Any accepting Partner shall acquire offered Partnership interests in proportion
to their relative Capital Interests. If the Partnership or the remaining
Partners have not accepted the offer to purchase the Selling Partner's interest
within the thirty (30) day period, the Selling Partner may exchange, sell or
transfer its interest to a third party only at a price and on terms no less
favorable to the Selling partner than the price and terms offered to the
partnership, without the further consent of the General Partner. If the Selling
Partner does not sell its interest to its proposed third party buyer within six
months after the Partnership refused the interest, the Selling Partner will be
obligated to again comply with this Section 6.4 of this Agreement. The
provisions of this Section 6.4 of this Agreement will not apply to a transaction
described in Section 6.3.2 of this Agreement. Any disputes that arise between
the Partnership and the Selling Partner over the price at which, and the terms
of which, the Partnership may purchase the Selling Partner's interest pursuant
to this Section 6.4 of this Agreement will be resolved by arbitration. A
majority of a panel of three arbitrators will decide all disputed issues as
promptly as possible. The Partnership and the Selling Partner each will select
an arbitrator for the panel with the first two arbitrators selecting the third
arbitrator. If the first two arbitrators are unable to select the third
arbitrator then the third arbitrator will be selected by the Los Angeles office
of the American Arbitration Association, whose rules and procedures will govern
the arbitration proceedings.
6.5 SUBSTITUTED LIMITED PARTNERS AND ASSIGNEES:
6.5.1 The transferee or proposed transferee of all or any part of a
Limited Partner's interest in the Partnership will not have the right to become
a substituted Limited partner in place of the transferor of the Limited
Partner's interest unless a fully executed, verified and acknowledged written
assignment has been filed with the General Partner expressly stating that it is
the transferor's intention that the transferee become Limited Partner in the
transferor's place and the transferor and transferee have executed, verified and
acknowledged all other documents, in form and substance reasonably satisfactory
to the General Partner, as the General Partner may reasonably deem necessary or
desirable to effect the Admission of a substituted Limited Partner, including
the appointment of the General Partner as the transferee's attorney-in-fact as
provided in Section 10.3 of this agreement and the written acceptance and
adoption by the transferee of the provisions of this Agreement and any
amendments to this Agreement. The transferee (including a legatee, distributee
or successor) will pay all reasonable expenses regarding admission as
substituted Limited Partner, including, but not limited to, the cost of the
preparation, filing and publishing of any amendment to this Agreement. After a
transferee has become a substituted Limited Partner, the General Partner will
promptly take the necessary and appropriate steps to prepare and record an
amendment to this Agreement and each substituted Limited Partner agrees that its
duly appointed attorney-in-fact may execute the amendment on its behalf.
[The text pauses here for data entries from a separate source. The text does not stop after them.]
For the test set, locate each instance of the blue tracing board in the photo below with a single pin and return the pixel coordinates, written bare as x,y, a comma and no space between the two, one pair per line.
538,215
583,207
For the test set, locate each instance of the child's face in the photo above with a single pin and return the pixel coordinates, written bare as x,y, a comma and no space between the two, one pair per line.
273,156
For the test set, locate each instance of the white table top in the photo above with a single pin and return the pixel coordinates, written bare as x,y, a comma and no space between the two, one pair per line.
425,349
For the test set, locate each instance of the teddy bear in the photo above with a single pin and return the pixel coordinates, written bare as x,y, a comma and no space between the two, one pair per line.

6.5.2 A party which becomes a substituted Limited Partner succeeds to
all of the rights and powers and is subject to all of the obligations,
restrictions and liabilities of a Partner to the interest in the partnership
which is acquired by the party
6.5.3 A transferee who does not become a substituted Limited Partner
will be entitled only to receive the share cash distributions and the return of
Capital Contributions to which the Partner from whom it acquired its interest in
the partnership would have been entitled for the interest acquired but,
notwithstanding any other revisions in this Agreement to the contrary, will have
no right to require any information or account of Partnership books and no other
rights and powers of a Partner. A transferee nevertheless is subject to all of
the provisions of this Agreement and to all of the obligations, restrictions and
liabilities under this Agreement for the interest acquired.
6.5.4 Until the time when the transferee of an interest in the
Partnership becomes a substituted Limited Partner, the transferor of the
interest remains subject to all of the obligations, restrictions and liabilities
under this Agreement for the interest and retains all rights and powers of a
Partner for the interest other than the right to receive cash distributions and
the return of the Capital Contribution.
6.6 CONTINUATION OF PARTNERSHIP INTERESTS:
6.6.1 In the event of the removal, withdrawal, dissolution,
retirement, resignation or bankruptcy of the General Partner or an assignment
for the benefit of its creditors by the General Partner, the Limited Partners
holding a majority of the aggregate Capital interest of the Partnership may
continue the business of the Partnership for the balance of the term specified
in this Agreement by electing a successor General Partner. Upon the election of
a successor General Partner, the predecessor General Partner will cease to be a
General Partner in the Partnership and its then general partner interest in the
Partnership will be convened into a comparable limited partners interest with
the same rights and priorities to distributions of cash.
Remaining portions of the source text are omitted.